Escribía y las palabras seguían saliendo. Chorreaban sobre
la pagina como lo harían lagrimas sobre las mejillas; lentamente, pero con un
seguro destino de devolver todo a la tranquilidad. Pensaba y pensaba, se
devanaba los sesos; era tan difícil hallar un camino en su mente sin perderse
entre las miles de imágenes que desfilaban frente a él. Era como caminar en un
laberinto, continuamente se encontraba con pasillos que terminaban en una alta,
fría e impasable pared. Todo lo que escribía ya había sido escrito, todo cuanto
decía era una combinación de palabras gastadas y viejas utilizadas por todos
aquellos que antes de él, se vieron presos en una lengua que los obligara a
conceptualizar su sentir. Pero sentía, y esto no tenía nada que ver con lo que
sentían los demás; esto era algo único, propio. Nunca nadie había sentido lo
que recorría su torrente sanguíneo; nunca nadie había sentido esa palpitante aglomeración
de sensaciones, imágenes, sentimientos, ideas… y nunca nadie la sentiría; era
suya, porque en ese momento emanaba de cada poro de su cuerpo, regodeándose en
cada curva e imperfección de su piel. No había manera de describirlo y nunca
nadie la hallaría.
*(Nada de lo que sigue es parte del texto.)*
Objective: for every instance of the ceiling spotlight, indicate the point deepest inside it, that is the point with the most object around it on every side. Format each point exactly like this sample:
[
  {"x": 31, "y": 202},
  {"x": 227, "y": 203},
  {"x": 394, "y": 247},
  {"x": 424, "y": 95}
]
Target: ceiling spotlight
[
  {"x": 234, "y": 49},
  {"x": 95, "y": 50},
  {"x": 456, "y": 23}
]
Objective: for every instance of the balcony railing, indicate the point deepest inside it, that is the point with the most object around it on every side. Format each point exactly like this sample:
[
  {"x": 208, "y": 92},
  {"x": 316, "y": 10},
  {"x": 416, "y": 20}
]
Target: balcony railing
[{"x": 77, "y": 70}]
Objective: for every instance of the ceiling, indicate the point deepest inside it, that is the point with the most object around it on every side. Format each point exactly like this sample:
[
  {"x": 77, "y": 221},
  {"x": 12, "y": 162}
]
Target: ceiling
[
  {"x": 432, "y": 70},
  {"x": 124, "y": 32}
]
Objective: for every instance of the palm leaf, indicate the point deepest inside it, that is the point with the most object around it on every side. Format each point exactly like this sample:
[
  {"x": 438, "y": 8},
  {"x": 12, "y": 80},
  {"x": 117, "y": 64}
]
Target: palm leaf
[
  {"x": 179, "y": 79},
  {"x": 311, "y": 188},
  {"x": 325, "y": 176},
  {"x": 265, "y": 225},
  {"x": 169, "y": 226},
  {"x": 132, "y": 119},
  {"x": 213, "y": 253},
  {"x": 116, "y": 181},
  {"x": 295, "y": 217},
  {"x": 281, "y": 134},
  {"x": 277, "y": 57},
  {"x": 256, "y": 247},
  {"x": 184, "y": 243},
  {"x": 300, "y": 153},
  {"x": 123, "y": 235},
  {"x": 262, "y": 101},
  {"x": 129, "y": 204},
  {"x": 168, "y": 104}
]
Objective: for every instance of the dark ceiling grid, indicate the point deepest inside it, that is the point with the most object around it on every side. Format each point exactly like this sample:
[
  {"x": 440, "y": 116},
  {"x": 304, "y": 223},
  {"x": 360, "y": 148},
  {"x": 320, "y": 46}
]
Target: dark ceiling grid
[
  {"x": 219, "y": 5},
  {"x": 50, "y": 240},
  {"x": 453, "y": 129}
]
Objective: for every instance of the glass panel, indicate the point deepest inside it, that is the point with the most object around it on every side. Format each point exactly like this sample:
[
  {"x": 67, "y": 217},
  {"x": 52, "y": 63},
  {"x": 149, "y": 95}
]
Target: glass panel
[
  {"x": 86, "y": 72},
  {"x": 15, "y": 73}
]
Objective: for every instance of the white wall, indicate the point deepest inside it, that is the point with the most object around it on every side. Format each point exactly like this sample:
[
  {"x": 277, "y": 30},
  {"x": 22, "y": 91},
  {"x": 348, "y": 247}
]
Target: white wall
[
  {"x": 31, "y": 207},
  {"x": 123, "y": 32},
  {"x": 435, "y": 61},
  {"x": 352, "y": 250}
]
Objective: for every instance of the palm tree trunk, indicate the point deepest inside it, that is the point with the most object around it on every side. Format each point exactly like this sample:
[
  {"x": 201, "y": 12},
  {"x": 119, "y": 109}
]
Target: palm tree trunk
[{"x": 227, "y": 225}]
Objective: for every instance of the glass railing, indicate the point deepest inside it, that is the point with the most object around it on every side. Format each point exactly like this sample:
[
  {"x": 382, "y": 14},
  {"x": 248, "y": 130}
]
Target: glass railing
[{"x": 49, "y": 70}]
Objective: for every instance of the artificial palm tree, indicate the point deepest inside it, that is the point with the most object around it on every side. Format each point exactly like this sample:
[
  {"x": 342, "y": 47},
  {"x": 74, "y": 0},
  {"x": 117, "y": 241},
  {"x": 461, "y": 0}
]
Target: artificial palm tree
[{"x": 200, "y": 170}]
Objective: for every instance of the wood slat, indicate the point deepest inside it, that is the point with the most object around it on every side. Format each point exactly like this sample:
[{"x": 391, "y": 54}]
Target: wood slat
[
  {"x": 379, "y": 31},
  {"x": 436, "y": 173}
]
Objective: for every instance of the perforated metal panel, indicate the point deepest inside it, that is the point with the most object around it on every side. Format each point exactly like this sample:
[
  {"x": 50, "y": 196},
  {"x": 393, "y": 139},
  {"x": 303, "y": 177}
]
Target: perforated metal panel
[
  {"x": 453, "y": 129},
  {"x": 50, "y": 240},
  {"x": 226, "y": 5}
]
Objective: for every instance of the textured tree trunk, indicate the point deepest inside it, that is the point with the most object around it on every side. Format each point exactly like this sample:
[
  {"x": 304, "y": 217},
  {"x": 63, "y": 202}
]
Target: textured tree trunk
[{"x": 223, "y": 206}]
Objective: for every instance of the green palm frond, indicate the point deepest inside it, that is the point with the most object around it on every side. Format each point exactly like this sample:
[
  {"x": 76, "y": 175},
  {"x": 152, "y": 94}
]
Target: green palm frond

Lo que sentía, si es que se le podía definir así, era indescriptible.
Cualquier intento de describirlo lo encasillaría en uno de tantos y tan
estereotipados “sentimientos”; perdería su excepcionalidad. Y no era porque fuera mejor o superior a lo que sentía el resto de la humanidad. Era porque se
negaba a arrojarlo a un incompleto mar de letras, palabras, sintaxis y gramática
que le arrancaba la esencia a todo.
Pero es todo con lo que contamos – pensó. Y se negó a
creerlo. Se dedico a rechazarlo con todo su inútil esfuerzo. No había manera de
salir de él. ¿Cómo podía transmitir lo que sentía si sólo contaba con 27 aliados,
cautivos de antiquísimas concepciones?
Entonces ella lo besó. Y él lo comprendió todo.